LAS VEGAS (KLAS) — Researchers have detected a variant of coronavirus, first found in South America, in wastewater in southern Nevada, suggesting it is spreading in the community.

Scientists at UNLV have found the Lambda variant, or C.37, in samples, Dr. Edwin Oh, an associate professor at the school’s Neurogenetics and Precision Medicine Lab, told the I-Team.

Southern Nevada Water Authority scientists take samples from wastewater to see how much coronavirus is in our sewer system. Oh and other researchers analyze the samples, which help public health leaders find spikes and clusters before they can be identified through traditional testing methods.

Coronavirus primarily affects our lungs, but the virus also causes secondary infections of the gastrointestinal tract. As the virus duplicates and is shed out of our bodies, some identifiable factors show up in our waste.

The amount of genome copies per liter collected was below 10,000 at the start of the pandemic. During the first week of January, the amount rose to nearly 1 million copies per liter around the same time case counts peaked.

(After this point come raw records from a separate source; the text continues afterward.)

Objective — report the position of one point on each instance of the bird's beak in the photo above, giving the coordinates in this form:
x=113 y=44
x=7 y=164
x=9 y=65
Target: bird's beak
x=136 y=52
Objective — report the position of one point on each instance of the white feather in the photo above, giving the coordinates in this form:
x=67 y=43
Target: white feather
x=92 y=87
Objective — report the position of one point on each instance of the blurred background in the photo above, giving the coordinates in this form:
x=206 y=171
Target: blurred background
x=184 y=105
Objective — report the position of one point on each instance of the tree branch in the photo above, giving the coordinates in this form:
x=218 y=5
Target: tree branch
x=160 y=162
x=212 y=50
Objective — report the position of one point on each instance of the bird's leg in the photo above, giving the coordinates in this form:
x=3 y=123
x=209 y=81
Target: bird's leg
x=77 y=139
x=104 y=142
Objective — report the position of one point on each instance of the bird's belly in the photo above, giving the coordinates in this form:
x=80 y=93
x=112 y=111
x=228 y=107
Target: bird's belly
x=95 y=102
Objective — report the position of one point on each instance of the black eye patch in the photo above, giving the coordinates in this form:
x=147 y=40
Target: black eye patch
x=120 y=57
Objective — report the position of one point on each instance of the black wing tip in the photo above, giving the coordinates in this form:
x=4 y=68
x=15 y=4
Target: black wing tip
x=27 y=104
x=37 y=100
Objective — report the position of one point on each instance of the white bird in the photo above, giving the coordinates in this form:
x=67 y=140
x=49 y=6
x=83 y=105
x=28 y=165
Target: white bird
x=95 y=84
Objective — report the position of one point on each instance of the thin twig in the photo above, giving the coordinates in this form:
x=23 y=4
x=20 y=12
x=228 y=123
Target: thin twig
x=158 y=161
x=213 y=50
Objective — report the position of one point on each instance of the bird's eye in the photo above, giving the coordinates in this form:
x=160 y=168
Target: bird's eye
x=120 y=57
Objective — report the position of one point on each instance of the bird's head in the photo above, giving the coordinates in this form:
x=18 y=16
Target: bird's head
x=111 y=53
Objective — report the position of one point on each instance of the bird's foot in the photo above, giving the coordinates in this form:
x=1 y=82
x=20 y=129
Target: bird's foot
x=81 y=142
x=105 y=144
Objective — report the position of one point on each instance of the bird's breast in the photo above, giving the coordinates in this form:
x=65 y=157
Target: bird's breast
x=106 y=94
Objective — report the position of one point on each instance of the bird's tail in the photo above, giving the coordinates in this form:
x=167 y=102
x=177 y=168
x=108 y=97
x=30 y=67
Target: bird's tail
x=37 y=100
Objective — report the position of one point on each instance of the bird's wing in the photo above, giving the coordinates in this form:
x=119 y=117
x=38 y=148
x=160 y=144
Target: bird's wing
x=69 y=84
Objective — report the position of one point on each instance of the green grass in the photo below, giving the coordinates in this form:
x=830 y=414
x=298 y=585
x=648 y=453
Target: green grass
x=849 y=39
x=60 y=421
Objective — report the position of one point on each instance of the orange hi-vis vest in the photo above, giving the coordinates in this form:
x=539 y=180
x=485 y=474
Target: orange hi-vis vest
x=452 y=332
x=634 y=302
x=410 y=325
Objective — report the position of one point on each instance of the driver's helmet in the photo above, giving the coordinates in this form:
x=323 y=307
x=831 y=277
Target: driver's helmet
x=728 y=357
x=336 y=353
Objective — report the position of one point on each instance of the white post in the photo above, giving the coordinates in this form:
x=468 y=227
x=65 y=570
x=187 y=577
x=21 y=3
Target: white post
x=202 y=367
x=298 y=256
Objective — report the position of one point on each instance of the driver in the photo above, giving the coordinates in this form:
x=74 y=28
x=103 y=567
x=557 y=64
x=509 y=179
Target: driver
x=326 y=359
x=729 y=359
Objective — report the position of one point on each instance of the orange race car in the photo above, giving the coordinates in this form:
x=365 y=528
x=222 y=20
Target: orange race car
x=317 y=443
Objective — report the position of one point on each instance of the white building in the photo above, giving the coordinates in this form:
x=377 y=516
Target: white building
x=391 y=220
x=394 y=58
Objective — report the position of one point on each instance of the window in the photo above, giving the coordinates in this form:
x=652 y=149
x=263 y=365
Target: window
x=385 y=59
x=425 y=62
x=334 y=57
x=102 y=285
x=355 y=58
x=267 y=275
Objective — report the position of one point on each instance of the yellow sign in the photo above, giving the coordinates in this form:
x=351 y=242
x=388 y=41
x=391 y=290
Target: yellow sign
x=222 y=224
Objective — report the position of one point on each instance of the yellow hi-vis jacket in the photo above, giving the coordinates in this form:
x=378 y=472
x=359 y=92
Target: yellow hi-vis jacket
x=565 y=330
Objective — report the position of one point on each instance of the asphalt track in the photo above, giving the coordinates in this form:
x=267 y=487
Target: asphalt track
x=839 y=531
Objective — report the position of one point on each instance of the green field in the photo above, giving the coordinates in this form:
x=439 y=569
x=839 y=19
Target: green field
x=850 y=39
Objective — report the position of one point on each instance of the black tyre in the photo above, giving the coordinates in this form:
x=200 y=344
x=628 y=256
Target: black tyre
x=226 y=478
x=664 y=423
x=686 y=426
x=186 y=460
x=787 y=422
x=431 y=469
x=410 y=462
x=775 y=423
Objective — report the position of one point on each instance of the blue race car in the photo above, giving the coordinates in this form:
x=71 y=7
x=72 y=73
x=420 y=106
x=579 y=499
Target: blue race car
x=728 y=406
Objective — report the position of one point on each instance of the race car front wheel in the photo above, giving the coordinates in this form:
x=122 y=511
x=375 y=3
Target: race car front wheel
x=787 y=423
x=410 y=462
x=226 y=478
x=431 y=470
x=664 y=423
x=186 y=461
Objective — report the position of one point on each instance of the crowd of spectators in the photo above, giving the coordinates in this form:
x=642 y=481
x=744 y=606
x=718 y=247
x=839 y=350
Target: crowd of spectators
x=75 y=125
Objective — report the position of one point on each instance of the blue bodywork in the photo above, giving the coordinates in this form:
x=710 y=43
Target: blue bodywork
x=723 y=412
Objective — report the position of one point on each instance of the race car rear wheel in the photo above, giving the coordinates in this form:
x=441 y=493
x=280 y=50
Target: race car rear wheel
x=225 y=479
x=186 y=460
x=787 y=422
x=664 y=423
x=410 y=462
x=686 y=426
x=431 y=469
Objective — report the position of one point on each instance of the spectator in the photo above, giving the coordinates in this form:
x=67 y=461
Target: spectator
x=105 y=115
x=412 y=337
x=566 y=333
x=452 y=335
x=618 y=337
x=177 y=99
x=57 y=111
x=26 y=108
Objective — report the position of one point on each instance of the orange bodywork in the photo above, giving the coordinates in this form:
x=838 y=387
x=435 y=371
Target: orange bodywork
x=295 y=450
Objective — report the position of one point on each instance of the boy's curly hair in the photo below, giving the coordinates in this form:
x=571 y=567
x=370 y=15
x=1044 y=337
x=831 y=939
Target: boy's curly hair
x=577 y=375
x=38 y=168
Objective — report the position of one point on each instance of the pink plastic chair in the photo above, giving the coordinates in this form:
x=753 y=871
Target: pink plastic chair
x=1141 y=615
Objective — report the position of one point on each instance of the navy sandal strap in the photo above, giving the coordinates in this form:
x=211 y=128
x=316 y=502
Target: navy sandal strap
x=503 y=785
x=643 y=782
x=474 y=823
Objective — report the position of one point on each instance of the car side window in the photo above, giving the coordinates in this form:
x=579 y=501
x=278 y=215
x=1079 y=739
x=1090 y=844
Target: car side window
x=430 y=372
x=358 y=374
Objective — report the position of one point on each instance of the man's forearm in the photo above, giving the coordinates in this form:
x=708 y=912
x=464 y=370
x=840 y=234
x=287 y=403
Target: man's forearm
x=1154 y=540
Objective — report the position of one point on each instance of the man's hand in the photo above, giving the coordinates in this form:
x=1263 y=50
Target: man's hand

The number of patients hospitalized with COVID-19 climbed by more than 50 from Tuesday to Wednesday, increasing to a total of 584. Nevada reported 453 new cases, with 347 from Clark County in the past day. Two of the three additional deaths reported in Nevada on Tuesday were from Clark County.

Interestingly, the Nevada State Public Health Laboratory sequenced a sample of the Lambda variant on June 2, a spokesperson confirmed. The variant has not shown up in any samples since. The lab only sequences a portion of cases each week.

The majority of the hospitalized patients in Nevada are unvaccinated, according to the Nevada Hospital Association. A recent Associated Press analysis found nearly 100% of hospitalized COVID patients in the United States were not vaccinated.

Early analysis appears to show that current vaccines protect against the Lambda and other variants.

The variant appeared in the United Kingdom several weeks ago. Health officials there wrote in part, “There is currently no evidence that this variant causes more severe disease or renders the vaccines currently deployed any less effective.”